As pets, they are quite common among children especially the three-toed box turtle. They are suitable for individuals with little to no experience since they are relatively easy to care for. Being mostly terrestrial, they do not need an aquarium to survive. Their enclosure should, however, not be completely dry. In terms of size, they tend to grow up to 3-6″ so you don’t have to worry about them outgrowing their enclosure.

  1. Reeve’s Turtles

Reeve’s Turtles

Also known as Chinese pond turtles, the Reeve’s turtles are originally from China and Japan as well as some parts of Korea and Taiwan. Their black or tan-colored rectangular shells have three keels running from the front to the back. They also have noticeable yellow broken lines on their heads and necks. They are not great swimmers hence prefer shallow waters and love to bask in the sun. As omnivores, they eat insects, worms, and snails as well as green leafy vegetables.

They are relatively small in size and grow up to at most 6″ in length. Reeve turtles are also prone to shell diseases, hence require you to invest time into caring for them. This makes them suitable pets for individuals with intermediary to expert experience caring for turtles. If properly cared for, the Reeve’s turtles can live up to 25 years.

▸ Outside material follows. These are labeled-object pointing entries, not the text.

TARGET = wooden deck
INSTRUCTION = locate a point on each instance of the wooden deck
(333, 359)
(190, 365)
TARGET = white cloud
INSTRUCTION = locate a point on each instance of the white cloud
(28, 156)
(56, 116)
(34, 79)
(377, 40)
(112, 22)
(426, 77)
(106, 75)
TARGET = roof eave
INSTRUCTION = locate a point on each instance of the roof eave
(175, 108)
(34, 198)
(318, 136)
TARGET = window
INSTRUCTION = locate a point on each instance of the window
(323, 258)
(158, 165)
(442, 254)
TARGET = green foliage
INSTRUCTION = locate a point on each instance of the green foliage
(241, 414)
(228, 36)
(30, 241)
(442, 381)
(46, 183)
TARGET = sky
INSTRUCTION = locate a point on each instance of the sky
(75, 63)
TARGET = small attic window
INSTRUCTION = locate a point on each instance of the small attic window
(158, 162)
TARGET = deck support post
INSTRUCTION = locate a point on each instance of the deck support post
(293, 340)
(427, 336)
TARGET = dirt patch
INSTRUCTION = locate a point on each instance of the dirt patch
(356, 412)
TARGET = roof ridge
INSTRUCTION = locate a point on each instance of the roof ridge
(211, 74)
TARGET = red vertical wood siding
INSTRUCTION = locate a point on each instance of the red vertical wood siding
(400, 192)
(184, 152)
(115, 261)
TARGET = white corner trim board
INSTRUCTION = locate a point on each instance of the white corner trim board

Aside from the listed turtles, some are claimed to be small turtles but grow to lengths exceeding 7″. Such turtles include the Red-eared slider that can grow up to 14″ long. There are also the painted turtles that grow up to 10″ longs and wood turtles that grow up to 9″ in diameter. Such turtles start small but may eventually end up outgrowing their enclosure.

Keeping a turtle as a pet commonly requires a tank with a strong filtering system (size varies depending on the turtle) and UVB lighting. Keep in mind, however, that each turtle is different, some are terrestrial while others are aquatic, some prefer freshwater while others prefer salty or brackish water. You should therefore ensure you follow the specific guidelines in creating a proper habitat for them and feeding them the required diet. Also ensure that you have the rights permits for your pet turtles, especially those listed as endangered species.